EX-5.1 2 v460371_ex5-1.htm EXHIBIT 5.1

Exhibit 5.1

 

 

Chrysler Center

666 Third Avenue

New York, NY 10017

212-935-3000

212-983-3115 fax

www.mintz.com

 

February 28, 2017

 

Dipexium Pharmaceuticals, Inc.

14 Wall Street, Suite 3D

New York, New York 10005

 

Re: Registration Statement on Form S-4

 

Ladies and Gentlemen:

 

We have acted as counsel to Dipexium Pharmaceuticals, Inc., a Delaware corporation (the “Company”), in connection with the Registration Statement on Form S-4 (as amended, the “Registration Statement”) filed by the Company with the U.S. Securities and Exchange Commission (the “Commission”) pursuant to that certain Agreement and Plan of Merger and Reorganization, dated as of December 22, 2016, as amended (the “Merger Agreement”), by and among the Company, Dipexium Acquisition Corp., a wholly-owned subsidiary of the Company, and PLx Pharma Inc. (“PLx”), relating to the registration under the Securities Act of 1933, as amended (the “Securities Act”), of 44,056,387 shares (the “Shares”) of the Company’s common stock, par value $0.001 per share (the “Common Stock”), to be issued in connection with the Merger.

 

In connection with the rendering of the opinion set forth below, we have examined, are familiar with and, to the extent we deemed appropriate, we have relied on originals or copies, certified or otherwise, identified to our satisfaction, of (i) the Registration Statement, (ii) the Merger Agreement, (iii) the resolutions adopted by the Board of Directors of the Company relating to the Merger Agreement and certain related matters, and (iv) such other documents, agreements, records, instruments, certificates of public officials and certificates of officers or other representatives of the Company or others as we have deemed necessary or appropriate for purposes of and as a basis for rendering the opinion set forth below.

 

In our examination, we have (i) assumed the genuineness of all signatures, the legal capacity of all natural persons, and the authenticity of all documents submitted to us as originals, (ii) assumed the conformity to original documents of all documents submitted to us as certified, electronic or photocopy copies and the authenticity of the originals of such copies and (iii) assumed and relied upon the truth, accuracy and completeness (without independent investigation or verification) of the information, representations, warranties and statements contained in the records, documents, instruments and certificates we have reviewed. As to any facts material to the opinion expressed herein which we have not independently established or verified, we have relied upon statements and representations of officers and other representatives of the Company and others.

 

Our opinion is limited to the General Corporation Law of the State of Delaware (including the applicable provisions of the Delaware Constitution and the reported judicial decisions interpreting such laws) and the federal laws of the United States of America. We express no opinion with respect to the laws of any other jurisdiction and no opinion is expressed herein with respect to the qualification of the Shares under the securities or blue sky laws of any state or any foreign jurisdiction.

 

Mintz, Levin, Cohn, Ferris, Glovsky and Popeo, P.C.

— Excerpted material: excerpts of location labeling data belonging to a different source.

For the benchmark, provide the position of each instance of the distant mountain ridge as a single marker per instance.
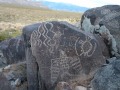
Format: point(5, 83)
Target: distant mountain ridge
point(23, 3)
point(64, 6)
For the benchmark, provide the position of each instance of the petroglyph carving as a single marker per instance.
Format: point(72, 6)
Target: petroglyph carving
point(62, 65)
point(45, 35)
point(87, 47)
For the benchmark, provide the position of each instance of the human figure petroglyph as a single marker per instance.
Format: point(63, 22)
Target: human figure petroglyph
point(63, 63)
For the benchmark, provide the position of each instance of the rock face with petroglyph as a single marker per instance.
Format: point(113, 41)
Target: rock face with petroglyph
point(108, 15)
point(61, 52)
point(13, 50)
point(107, 77)
point(27, 30)
point(13, 77)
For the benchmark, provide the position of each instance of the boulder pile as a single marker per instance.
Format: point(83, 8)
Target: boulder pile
point(56, 55)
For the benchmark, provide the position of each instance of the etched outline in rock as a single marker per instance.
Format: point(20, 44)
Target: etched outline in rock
point(85, 53)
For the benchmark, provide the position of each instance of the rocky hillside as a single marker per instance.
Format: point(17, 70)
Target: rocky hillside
point(23, 2)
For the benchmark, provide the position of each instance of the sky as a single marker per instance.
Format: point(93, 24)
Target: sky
point(87, 3)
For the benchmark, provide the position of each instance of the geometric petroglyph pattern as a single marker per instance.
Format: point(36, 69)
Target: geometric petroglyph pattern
point(45, 35)
point(63, 64)
point(87, 48)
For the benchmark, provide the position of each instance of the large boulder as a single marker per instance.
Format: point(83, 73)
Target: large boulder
point(58, 51)
point(26, 33)
point(107, 77)
point(108, 15)
point(4, 83)
point(13, 50)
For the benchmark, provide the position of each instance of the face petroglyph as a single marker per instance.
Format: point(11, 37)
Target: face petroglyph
point(87, 48)
point(61, 53)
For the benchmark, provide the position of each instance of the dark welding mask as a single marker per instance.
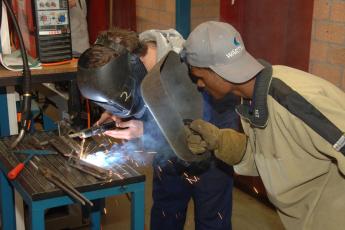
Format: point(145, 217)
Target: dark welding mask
point(115, 86)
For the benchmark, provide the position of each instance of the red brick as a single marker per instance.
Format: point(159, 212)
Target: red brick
point(197, 2)
point(167, 19)
point(159, 4)
point(321, 9)
point(171, 6)
point(141, 13)
point(343, 85)
point(211, 11)
point(336, 55)
point(338, 11)
point(329, 72)
point(144, 3)
point(330, 32)
point(152, 15)
point(318, 51)
point(197, 12)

Boston | London | Los Angeles | New York | San Diego | San Francisco | Stamford | Washington

 

 

 

 

Mintz, Levin, Cohn, Ferris, Glovsky and Popeo, P.C.

 

February 28, 2017

Page 2

 

Please note that we are opining only as to the matters expressly set forth herein, and no opinion should be inferred as to any other matters. This opinion is based upon currently existing statutes, rules, regulations and judicial decisions, and we disclaim any obligation to advise you of any change in any of these sources of law or subsequent legal or factual developments which might affect any matters or opinions set forth herein after the Registration Statement has been declared effective by the Commission.

 

Based upon and subject to the foregoing, and subject to the qualifications stated herein, we are of the opinion that the Shares are or will be, upon issuance, duly authorized and, when the Registration Statement has been declared effective by order of the Commission, and if and when the Shares have been issued and paid for upon the terms and conditions set forth in the Registration Statement and the Merger Agreement, the Shares will be validly issued, fully paid and non-assessable.

 

We hereby consent to the filing of this opinion as an exhibit to the Registration Statement and to the reference to this opinion under the caption “Legal Matters” in the joint proxy statement/prospectus included therein. In giving this consent, we do not thereby admit that we are included in the category of persons whose consent is required under Section 7 of the Securities Act or the rules and regulations of the Commission promulgated thereunder.

 

  Very truly yours,
   
   
  /s/ Mintz, Levin, Cohn, Ferris, Glovsky and Popeo, P.C.
  Mintz, Levin, Cohn, Ferris, Glovsky and Popeo, P.C.